La relazione include dieci strutture. Nei casi degli hotel Costa Morena e Balcón del Caribe, l'annuncio si limita a indicare la modalità di «affitto», senza specificare quale locale o area specifica di ciascun stabilimento sia oggetto di gara.
Per il resto delle strutture, Islazul ha dettagliato gli spazi disponibili:
- Hotel Las Américas: Ristorante Bucanero, Cabaret Tricontinental e Caffetteria Compay.
- Rancho Club: cabaret-ristorante, bar e caffetteria.
- Hotel Gran Piedra: ristorante, grigliata e bar.
- Hotel Deportivo: terrazza, bar e ristorante.
- Hotel Perla: bar.
- Hotel Rex: terrazza.
- Hotel Libertad: terrazza e bar.
- Villa San Juan: terrazza, bar-caffetteria della piscina e ristorante.
La convocazione non specifica nel cartello che tipo di attore economico potrà optare per ogni spazio né stabilisce lì condizioni economiche concrete come canoni di affitto, percentuali di partecipazione o durata dei contratti.
Il fascicolo deve includere un progetto imprenditoriale con il piano tecnico e una proposta economica dettagliata, oltre al nome completo, al telefono e ai canali di contatto del richiedente.
La data limite per ricevere le offerte è il 1 ottobre alle 10:00.
La nuova gara di Islazul riflette fino a che punto il settore turistico statale cerca di trovare modalità per sostenere le attività che diventa sempre più difficile gestire direttamente.
Più che una convocazione isolata, il processo si inserisce in una tendenza di aziende pubbliche che cercano terzi in grado di assumere la gestione di locali, servizi e punti vendita.
Quel movimento ha inoltre un sostegno sempre più esplicito nelle trasformazioni economiche approvate dal Governo.
In giugno, le autorità hanno annunciato una maggiore partecipazione di forme di gestione non statale nel turismo e l'inserimento di nuove modalità di business, tra cui l'affitto di strutture e spazi.

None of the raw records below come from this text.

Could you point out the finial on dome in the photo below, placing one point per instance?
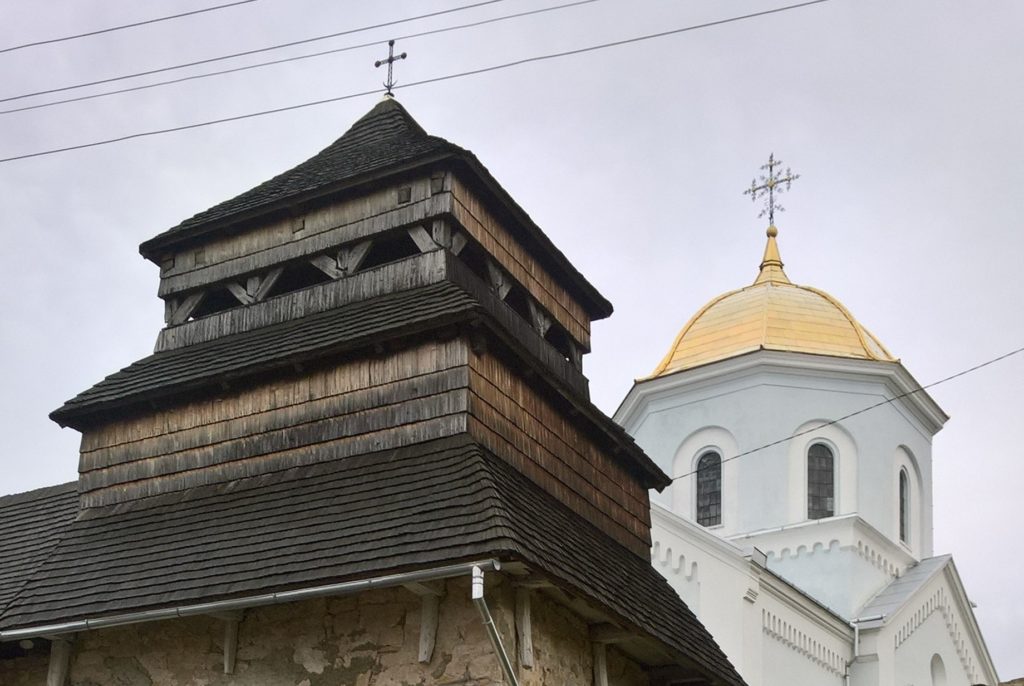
(770, 185)
(771, 263)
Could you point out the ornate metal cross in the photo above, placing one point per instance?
(391, 59)
(770, 185)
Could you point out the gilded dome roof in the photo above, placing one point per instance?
(772, 313)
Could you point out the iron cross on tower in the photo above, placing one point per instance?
(391, 59)
(770, 185)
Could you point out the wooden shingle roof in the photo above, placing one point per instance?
(382, 144)
(284, 344)
(436, 503)
(385, 137)
(31, 524)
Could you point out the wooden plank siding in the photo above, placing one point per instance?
(511, 255)
(516, 423)
(356, 406)
(402, 275)
(315, 231)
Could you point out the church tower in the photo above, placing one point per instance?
(758, 412)
(369, 394)
(799, 522)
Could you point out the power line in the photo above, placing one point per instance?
(125, 26)
(420, 34)
(864, 410)
(412, 84)
(209, 60)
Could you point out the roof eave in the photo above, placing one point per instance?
(173, 238)
(598, 307)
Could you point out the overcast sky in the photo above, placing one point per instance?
(903, 119)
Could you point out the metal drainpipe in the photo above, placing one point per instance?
(488, 623)
(342, 588)
(855, 625)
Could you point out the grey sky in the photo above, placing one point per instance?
(903, 119)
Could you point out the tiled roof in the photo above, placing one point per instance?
(278, 345)
(431, 504)
(31, 524)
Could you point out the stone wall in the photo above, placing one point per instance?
(371, 639)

Pero il passo più diretto è arrivato ad agosto, quando il Consiglio di Stato ha approvato un Decreto-Legge «Sulle Aste», concepito per stabilire l'asta come metodo generale di selezione delle controparti per l'affidamento di beni, servizi, opere e, in particolare, la gestione di spazi e capacità produttive statali da parte di attori sia statali che non statali.
La riapertura è continuata a settembre con nuove disposizioni per il turismo. Questo ministero ha messo in evidenza l'ampliamento delle opzioni di investimento e gestione privata, incluse nuove modalità per sfruttare attività e strutture del settore.

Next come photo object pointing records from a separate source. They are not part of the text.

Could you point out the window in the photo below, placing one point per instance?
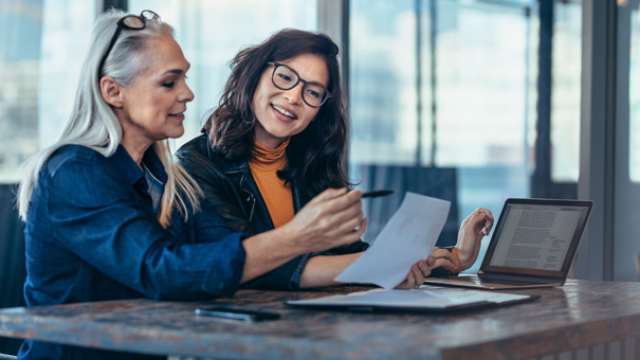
(443, 100)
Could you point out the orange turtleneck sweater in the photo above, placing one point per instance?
(264, 165)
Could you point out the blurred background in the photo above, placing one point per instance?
(473, 101)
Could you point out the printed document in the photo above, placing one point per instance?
(536, 237)
(415, 298)
(409, 236)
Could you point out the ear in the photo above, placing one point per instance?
(112, 92)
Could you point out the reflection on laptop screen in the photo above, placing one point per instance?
(536, 236)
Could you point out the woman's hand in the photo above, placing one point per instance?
(422, 269)
(327, 221)
(473, 229)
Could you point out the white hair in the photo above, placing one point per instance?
(94, 124)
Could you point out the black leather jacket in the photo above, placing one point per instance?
(230, 190)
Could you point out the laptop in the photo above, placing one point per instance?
(533, 245)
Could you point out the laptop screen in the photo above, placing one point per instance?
(537, 238)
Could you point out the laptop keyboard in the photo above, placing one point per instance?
(510, 282)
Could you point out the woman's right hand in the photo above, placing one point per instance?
(329, 220)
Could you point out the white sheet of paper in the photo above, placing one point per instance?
(415, 298)
(408, 237)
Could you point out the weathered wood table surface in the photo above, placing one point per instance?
(577, 316)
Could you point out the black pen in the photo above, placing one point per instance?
(378, 193)
(237, 314)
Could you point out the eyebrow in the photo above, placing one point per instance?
(308, 81)
(176, 71)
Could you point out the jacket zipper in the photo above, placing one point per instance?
(253, 206)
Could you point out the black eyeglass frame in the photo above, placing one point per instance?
(327, 94)
(123, 25)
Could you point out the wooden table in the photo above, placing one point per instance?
(579, 315)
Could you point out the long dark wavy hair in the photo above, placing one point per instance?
(315, 156)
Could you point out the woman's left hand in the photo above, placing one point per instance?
(422, 269)
(473, 229)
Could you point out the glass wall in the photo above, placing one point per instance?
(626, 247)
(443, 100)
(43, 42)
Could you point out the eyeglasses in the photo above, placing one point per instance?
(129, 22)
(285, 78)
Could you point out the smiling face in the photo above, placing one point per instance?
(152, 106)
(282, 113)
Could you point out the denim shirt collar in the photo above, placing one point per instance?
(132, 172)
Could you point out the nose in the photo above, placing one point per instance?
(294, 95)
(186, 95)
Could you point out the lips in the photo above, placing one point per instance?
(286, 112)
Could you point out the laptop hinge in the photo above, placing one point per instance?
(484, 275)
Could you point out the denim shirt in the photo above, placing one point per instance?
(92, 235)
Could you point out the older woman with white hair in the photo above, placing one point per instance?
(110, 216)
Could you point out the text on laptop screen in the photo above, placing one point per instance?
(536, 236)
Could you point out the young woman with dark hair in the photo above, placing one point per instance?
(277, 140)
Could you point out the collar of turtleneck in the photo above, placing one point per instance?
(268, 157)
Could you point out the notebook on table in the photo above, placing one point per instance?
(533, 245)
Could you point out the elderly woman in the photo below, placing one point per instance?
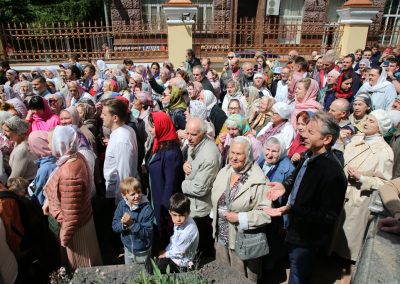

E in tal senso, appena questo fine settimana, Palmares ha indetto una gara per caffetterie e punti vendita in vari municipi dell'Avana, in una nuova apertura di spazi gastronomici statali ad altri attori economici.
In luglio, Cimex ha aperto una gara per affittare 12 esercizi commerciali a Sancti Spíritus, tra cui caffetterie, punti vendita e un magazzino.

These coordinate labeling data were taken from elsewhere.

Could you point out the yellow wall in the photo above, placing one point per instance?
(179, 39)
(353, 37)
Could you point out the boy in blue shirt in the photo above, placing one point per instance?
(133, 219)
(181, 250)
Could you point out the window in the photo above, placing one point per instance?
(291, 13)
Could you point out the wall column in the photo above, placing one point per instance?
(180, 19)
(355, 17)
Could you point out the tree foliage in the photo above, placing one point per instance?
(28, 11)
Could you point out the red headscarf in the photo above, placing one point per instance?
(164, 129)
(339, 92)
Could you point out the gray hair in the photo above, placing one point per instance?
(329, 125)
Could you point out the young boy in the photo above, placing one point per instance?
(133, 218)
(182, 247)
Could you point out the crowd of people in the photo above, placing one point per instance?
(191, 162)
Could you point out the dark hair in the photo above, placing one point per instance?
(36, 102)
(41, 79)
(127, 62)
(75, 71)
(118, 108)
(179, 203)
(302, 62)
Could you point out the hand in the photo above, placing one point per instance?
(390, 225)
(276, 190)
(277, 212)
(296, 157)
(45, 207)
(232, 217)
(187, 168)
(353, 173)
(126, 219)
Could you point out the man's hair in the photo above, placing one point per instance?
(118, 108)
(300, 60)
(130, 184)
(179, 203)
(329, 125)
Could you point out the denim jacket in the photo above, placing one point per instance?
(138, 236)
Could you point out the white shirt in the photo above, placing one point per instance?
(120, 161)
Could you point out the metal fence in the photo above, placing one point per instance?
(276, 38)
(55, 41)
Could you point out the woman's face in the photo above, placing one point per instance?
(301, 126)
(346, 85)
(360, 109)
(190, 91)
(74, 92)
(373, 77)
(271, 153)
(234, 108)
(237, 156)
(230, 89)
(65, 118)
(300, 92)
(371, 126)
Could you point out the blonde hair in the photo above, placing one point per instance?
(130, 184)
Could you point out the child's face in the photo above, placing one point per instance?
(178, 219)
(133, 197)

La stessa formula è stata ripetuta in altre province. A agosto, Tiendas Caribe ha messo a disposizione dei lavoratori autonomi, mipymes e cooperative una ventina di chioschi e locali a Villa Clara.
Ese stesso mese, Cienfuegos ha deciso di mettere all'asta decine di esercizi di prodotti carnei affinché fossero gestiti da produttori e altri attori non statali.